Une femme masquée porte dans ses bras un jeune enfant à qui une infirmière est en train de faire un prélèvement de sécrétions nasales pour le dépistage de la COVID-19.

Certaines activités pourraient être plus sécuritaires que l'on pense, selon l'étude.

Photo : Associated Press / Elaine Thompson

Radio-Canada

Des chercheurs canadiens affirment que les enfants pourraient être moins susceptibles que les adultes de transmettre la COVID-19. Ainsi, avec des mesures adéquates, les écoles, les garderies et les activités parascolaires pourraient devenir sécuritaires.

L’auteur principal de l’étude, Jared Bullard, un professeur associé en pédiatrie et en maladies infectieuses à l’Université du Manitoba, affirme que les travailleurs des garderies et des écoles ont un risque d’infection relativement faible, si l'on se fie aux données.

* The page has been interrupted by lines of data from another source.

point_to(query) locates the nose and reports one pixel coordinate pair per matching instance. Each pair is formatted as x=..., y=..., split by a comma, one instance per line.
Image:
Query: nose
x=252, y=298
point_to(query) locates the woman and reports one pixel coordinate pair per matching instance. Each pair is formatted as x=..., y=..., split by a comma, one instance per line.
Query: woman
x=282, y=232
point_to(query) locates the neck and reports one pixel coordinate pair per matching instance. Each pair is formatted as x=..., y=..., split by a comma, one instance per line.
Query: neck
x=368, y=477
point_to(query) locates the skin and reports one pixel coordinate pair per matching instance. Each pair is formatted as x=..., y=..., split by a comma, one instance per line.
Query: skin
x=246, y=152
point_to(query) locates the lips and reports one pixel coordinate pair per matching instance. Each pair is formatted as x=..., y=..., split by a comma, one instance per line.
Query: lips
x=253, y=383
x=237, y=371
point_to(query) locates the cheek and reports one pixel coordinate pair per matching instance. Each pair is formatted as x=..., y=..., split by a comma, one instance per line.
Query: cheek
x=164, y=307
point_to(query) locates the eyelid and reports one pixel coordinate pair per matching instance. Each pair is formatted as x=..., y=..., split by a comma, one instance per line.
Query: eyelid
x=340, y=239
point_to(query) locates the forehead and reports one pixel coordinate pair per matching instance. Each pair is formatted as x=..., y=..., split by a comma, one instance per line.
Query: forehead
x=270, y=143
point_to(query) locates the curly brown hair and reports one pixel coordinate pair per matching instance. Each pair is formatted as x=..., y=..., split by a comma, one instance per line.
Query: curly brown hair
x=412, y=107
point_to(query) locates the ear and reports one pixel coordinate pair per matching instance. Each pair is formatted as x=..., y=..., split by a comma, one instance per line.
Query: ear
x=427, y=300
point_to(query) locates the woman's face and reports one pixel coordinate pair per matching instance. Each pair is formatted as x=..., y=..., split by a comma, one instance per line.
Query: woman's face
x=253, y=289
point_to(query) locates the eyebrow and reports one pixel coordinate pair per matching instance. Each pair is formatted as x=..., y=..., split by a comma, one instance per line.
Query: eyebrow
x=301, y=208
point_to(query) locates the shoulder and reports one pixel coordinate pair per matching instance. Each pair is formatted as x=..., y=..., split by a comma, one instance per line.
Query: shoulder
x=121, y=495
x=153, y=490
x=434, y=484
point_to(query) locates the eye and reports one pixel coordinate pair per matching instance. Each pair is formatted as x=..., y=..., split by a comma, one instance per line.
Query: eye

L’étude a été publiée dans le Canadian Medical Association vendredi, et portait sur 175 enfants et 130 adultes au Manitoba, qui avaient été infectés par la COVID-19. Elle cherchait à déterminer s’il y avait une différence de contagion entre les deux groupes.

Des échantillons ont été prélevés sur des participants et sur leurs contacts qui ont été infectés entre mars et décembre 2020.

Selon les résultats, les échantillons des enfants avaient moins tendance à provoquer une croissance du virus en culture et présentaient des concentrations plus basses de virus, ce qui suggère qu’ils ne sont pas le principal vecteur de transmission.

Nos conclusions ont des implications cliniques importantes et des conséquences pour la santé publique, affirme le Dr Bullard.

Des répercussions pour les enfants et les parents

Alors qu’un nombre croissant de régions se demandent si l’apprentissage en salle de classe, les garderies et les activités parascolaires devraient continuer ou reprendre, une meilleure compréhension de la contribution des enfants et des adolescents à la transmission du SRAS-CoV-2, comparativement aux adultes, est essentielle, indiquent les auteurs de l’étude.

C’est particulièrement important en raison de la probabilité plus élevée d’infections asymptomatiques dans ce groupe, poursuivent-ils.

Compte tenu des problèmes liés à l’isolement des enfants à la maison et de l’impact d’une longue quarantaine pour le développement de l’enfant et pour les parents qui pourraient perdre leur emploi ou leur revenu, un outil efficace pour réduire la durée des quarantaines serait un pas important pour la santé publique. selon les auteurs de l'étude.

Les échantillons ont été analysés par 14 chercheurs de plusieurs disciplines à l’Université du Manitoba, au Laboratoire provincial Cadham, au ministère de la Santé et au Laboratoire national de microbiologie.